Kunst braucht das Netz, aber kann auf Offline nicht verzichten

Egal, ob die Kunstwerke im Netz teuer sind oder nicht. Der Markt wird wachsen, davon gehen die Analysten des TEFAF Reports aus. Um mindestens ein Viertel im Jahr soll es nach oben gehen, im Jahr 2020 sei ein Umsatz von zehn Milliarden Euro möglich. Diese Zahl schließe Online-Verkäufe von Auktionshäusern genauso mit ein, wie klassische Kunstverkäufer und Anbieter, die sich ausschließlich auf den Onlinehandel spezialisiert haben.
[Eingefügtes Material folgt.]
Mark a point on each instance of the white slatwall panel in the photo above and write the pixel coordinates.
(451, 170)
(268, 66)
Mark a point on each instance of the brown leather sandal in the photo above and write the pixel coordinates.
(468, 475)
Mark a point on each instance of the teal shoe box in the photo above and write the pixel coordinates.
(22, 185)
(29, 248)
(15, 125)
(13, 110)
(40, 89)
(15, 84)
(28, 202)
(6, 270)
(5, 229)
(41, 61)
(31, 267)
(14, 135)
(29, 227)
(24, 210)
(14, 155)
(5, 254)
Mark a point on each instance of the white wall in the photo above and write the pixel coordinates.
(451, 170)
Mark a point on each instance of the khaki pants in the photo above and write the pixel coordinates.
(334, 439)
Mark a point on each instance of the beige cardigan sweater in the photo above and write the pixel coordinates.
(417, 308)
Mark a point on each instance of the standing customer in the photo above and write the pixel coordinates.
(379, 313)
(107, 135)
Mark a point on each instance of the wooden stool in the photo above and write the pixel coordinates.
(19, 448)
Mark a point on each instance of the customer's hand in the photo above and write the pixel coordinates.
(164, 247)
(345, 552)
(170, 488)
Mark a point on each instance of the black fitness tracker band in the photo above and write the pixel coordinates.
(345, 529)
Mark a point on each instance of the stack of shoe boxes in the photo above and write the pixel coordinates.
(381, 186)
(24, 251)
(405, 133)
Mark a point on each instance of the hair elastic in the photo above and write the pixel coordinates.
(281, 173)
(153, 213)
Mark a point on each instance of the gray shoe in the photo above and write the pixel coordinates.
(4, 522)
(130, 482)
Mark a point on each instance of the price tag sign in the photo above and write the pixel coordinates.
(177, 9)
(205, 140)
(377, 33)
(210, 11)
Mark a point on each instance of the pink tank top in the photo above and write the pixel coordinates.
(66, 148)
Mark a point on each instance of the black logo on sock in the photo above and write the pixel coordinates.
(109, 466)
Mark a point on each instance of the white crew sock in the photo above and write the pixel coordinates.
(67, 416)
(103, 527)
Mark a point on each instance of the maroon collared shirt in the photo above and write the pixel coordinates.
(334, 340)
Mit einer neuen, jüngeren Generation von Sammlern und Kunstinteressierten rückten auch Preise jenseits einiger Hundert Euro und auch andere Stilrichtungen, Skulpturen etwa oder große Gemälde, in den Mittelpunkt.

Von dieser Entwicklung profitieren am Ende auch die online-affinen Künstlerinnen Nora Leschinski und Stefanie Schairer. Sie setzen auf das Netz und seine Vorzüge, um unkompliziert erreichbar und an vielen Stellen zeitgleich präsent zu sein. Aber auf die reale Welt verzichten? Das können und wollen beide nicht.

"Ich schaffe aus schweren Eichenklötzen Bilder", sagt Leschinski. Die könne sie zwar im Internet abbilden, aber Farbe, Gewicht, Geruch und Haptik, die "naturgemäß eine große Rolle spielen", könne das Netz eben nicht ersetzen. "Es ist mindestens genauso wichtig, Arbeiten in Galerien auszustellen, wie Objekte im Internet zu verkaufen."

"Man kann Offline nicht einfach ersetzen", sagt auch Stefanie Schairer. Der Unterschied beim Kontaktepflegen sei einfach zu groß. "Beim Austausch zwischen zwei Menschen passiert ja noch so viel mehr. Ja, das Netz ist notwendig, es ist effektiv. Aber ich würde damit nie persönliche Kontakte ersetzen."